Anna Hyatt

Early Years

Anna Vaughn Hyatt was born into a family immersed in art and scholarship. Her father, Alpheus Hyatt, was a Harvard graduate and well-known paleontologist and zoologist. He had a long and distinguished career, teaching at several institutions including MIT and Boston University. In 1867 Hyatt and a colleague founded the Journal American Naturalist. The journal is still published today. Anna’s mother, Aduella Beebe, was an amateur landscape architect. Her older sister, Harriet Hyatt, studied sculpture. It is no wonder that Anna developed an early love of animals and art.  

Anna’s first love was music. She was a gifted musician, studying several years to become a concert violinist. Illness forced her into a long period of convalescence at the age of nineteen. It was during her recovery that Anna began helping Harriet. She found that she enjoyed working with clay and sculpture to pass the time. She also spent long hours out in the country and at zoos observing animal forms and movement. The details she absorbed through these observations became a hallmark of her work.  
 
Anna had hoped to perhaps open an art school. However, the marriage of Harriet in 1900 and the death of her father in 1902 changed her plans once again and she moved to New York to study art instead. 
 

Studying in New York

Anna first studied art with noted sculptor Henry Hudson Kitson in Boston. Her first exhibition at the Boston Art Club in 1900 featured a collection of forty animals. Hyatt later studied with Hermon MacNeil and Gutzon Borglum (best known for his work on  Mount Rushmore).

Her skill in depicting animals was appreciated by many collectors.  She discovered that her small statues cast in bronze would bring up to $335 each (around $10,000 today), so she was able to support herself while continuing her studies.

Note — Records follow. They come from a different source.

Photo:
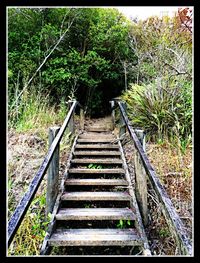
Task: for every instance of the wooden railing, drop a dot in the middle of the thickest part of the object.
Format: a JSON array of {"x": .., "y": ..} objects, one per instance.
[
  {"x": 26, "y": 200},
  {"x": 143, "y": 172}
]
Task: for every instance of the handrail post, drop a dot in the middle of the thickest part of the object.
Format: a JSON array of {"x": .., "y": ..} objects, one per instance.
[
  {"x": 122, "y": 129},
  {"x": 141, "y": 136},
  {"x": 82, "y": 119},
  {"x": 71, "y": 122},
  {"x": 53, "y": 173},
  {"x": 112, "y": 104}
]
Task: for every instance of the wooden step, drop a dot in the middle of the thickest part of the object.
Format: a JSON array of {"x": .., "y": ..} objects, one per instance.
[
  {"x": 95, "y": 171},
  {"x": 113, "y": 153},
  {"x": 95, "y": 214},
  {"x": 97, "y": 160},
  {"x": 99, "y": 129},
  {"x": 109, "y": 182},
  {"x": 90, "y": 196},
  {"x": 96, "y": 146},
  {"x": 96, "y": 140},
  {"x": 95, "y": 237}
]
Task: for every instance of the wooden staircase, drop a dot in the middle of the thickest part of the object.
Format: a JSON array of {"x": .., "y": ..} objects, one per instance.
[{"x": 97, "y": 206}]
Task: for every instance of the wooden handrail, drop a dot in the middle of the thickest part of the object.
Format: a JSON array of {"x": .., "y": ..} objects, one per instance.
[
  {"x": 172, "y": 218},
  {"x": 26, "y": 200}
]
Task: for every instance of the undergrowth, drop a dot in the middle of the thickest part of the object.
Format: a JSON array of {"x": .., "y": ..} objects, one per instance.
[{"x": 32, "y": 231}]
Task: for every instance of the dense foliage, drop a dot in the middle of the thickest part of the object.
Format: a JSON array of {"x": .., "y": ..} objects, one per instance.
[
  {"x": 160, "y": 101},
  {"x": 87, "y": 63},
  {"x": 93, "y": 55}
]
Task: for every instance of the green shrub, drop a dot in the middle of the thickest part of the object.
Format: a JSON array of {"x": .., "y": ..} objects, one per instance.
[{"x": 163, "y": 109}]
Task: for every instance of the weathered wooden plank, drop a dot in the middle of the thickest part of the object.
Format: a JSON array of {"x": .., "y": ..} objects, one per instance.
[
  {"x": 95, "y": 140},
  {"x": 118, "y": 196},
  {"x": 134, "y": 205},
  {"x": 82, "y": 119},
  {"x": 99, "y": 128},
  {"x": 52, "y": 173},
  {"x": 95, "y": 171},
  {"x": 95, "y": 237},
  {"x": 97, "y": 136},
  {"x": 97, "y": 160},
  {"x": 25, "y": 202},
  {"x": 110, "y": 182},
  {"x": 95, "y": 214},
  {"x": 141, "y": 187},
  {"x": 96, "y": 146},
  {"x": 113, "y": 153}
]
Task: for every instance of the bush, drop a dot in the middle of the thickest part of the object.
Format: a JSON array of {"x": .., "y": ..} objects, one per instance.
[{"x": 163, "y": 108}]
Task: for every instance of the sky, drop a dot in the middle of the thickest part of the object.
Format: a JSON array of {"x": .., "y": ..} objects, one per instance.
[{"x": 142, "y": 12}]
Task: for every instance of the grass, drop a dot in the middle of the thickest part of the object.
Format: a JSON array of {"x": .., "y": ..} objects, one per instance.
[{"x": 32, "y": 231}]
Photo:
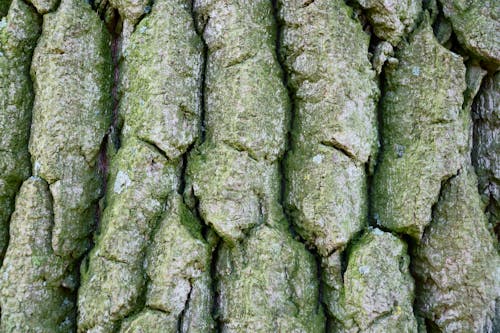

She shared studio space in New York with another young artist, Abastenia St. Leger Eberle. The two collaborated on a sculpture Men and Bull which won a bronze medal at the St. Louis World’s Fair in 1904. The two young women worked together for about two years and each became a noted sculptor. Eberle’s work focused on small pieces, often providing social commentary on the life of the underprivileged in New York City. Anna chose work on large scale animal sculptures, with a special emphasis on horses. 

By 1907, she felt ready for this next chapter of her life and went to Europe to continue her education through independent study and work. She visited France and Italy, spending time studying art and applying what she learned to her artistic endeavors.

"One ought to be perfectly independent in one’s work and above outside influence…before going abroad."